Ester Vonplon (*1980 in Schlieren) is one of a nationally and internationally acclaimed younger generation of artists whose work deals pointedly with the issues of climate change and sustainability. She has developed a current work for the foyer of the KKL Luzern during Lucerne Festival 2023.
Whether on her travels to the Arctic, on her hikes through the last unspoiled Swiss high valleys, in her video and photographic work Gletscherfahrt (a collaboration with Stephan Eicher), or in her haunting project I See Darkness, for which she moved her studio to the disused Acla tunnel in the Safiental: Vonplon is interested in how we as individuals and as a society deal with nature. Therefore, looking at one of her works always means giving free rein to one’s thoughts on how we want to live in the future and what new paths we must take to realize sustainable visions.
This year’s motto of the Summer Festival is Paradise: Under the title Walking in Nature, Vonplon focuses on how we can protect our paradise on earth – the nature – in the long term. For the KKL foyer during the festival, she is creating three large-format forest images as wallpaper and on fabric panels from the area around Castrisch in Graubünden, where the artist lives and works.
The motifs themselves are actually unspectacular. They show a seemingly untouched nature. The fact that this impression is deceptive because our forests are suffering greatly from climate change and environmental pollution is only not clear here at first glance.
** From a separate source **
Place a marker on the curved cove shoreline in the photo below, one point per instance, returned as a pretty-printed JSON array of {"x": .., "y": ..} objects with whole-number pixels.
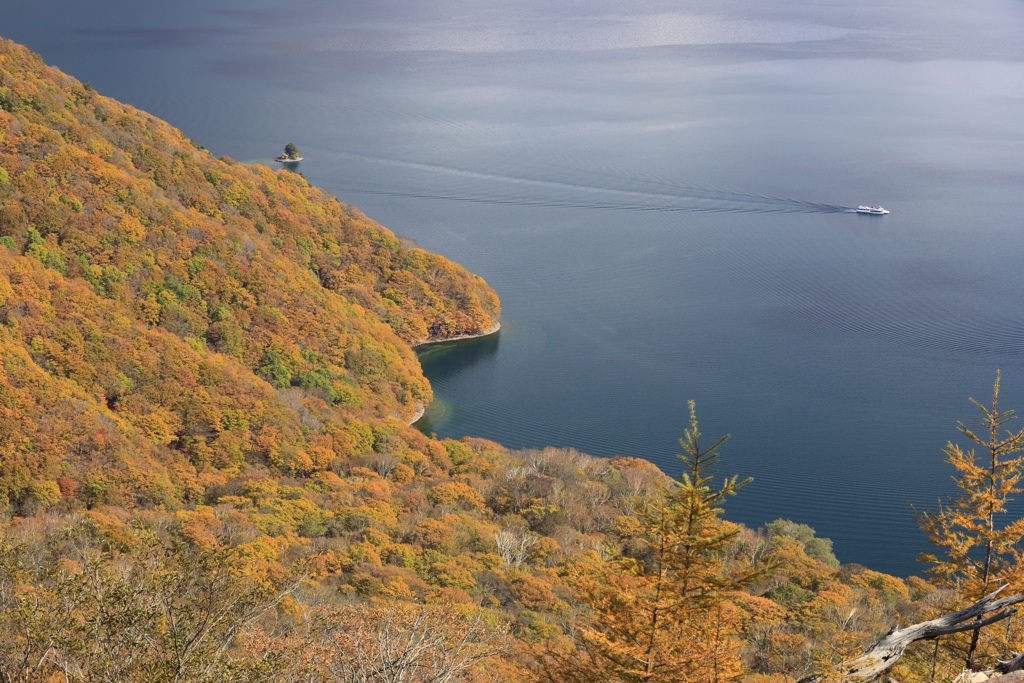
[{"x": 421, "y": 409}]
Vonplon uses this year’s motto of the Lucerne Festival as a resonance space for sustainability: it has become part of our collective consciousness that paradisiacal conditions have not prevailed in nature for a long time and that it is humankind who – figuratively speaking – constantly helps himself to „forbidden fruit.“
Her works developed for Lucerne Festival are typical of Vonplon’s way of working: the artist does not want to admonish or instruct. Instead, with her photographs, installations, and video works, she wants to draw our attention to the beauty of nature and thus to the importance of our long-term responsibility for our environment, for nature, and for our planet.
For the opening of the Summer Festival, Ester Vonplon also showed a video work in the Lucerne Hall. She took the viewer to the Arctic and Graubünden with atmospherically dense images. She took us on a melancholy journey that made us realize: Climate change is not only in the Arctic but everywhere.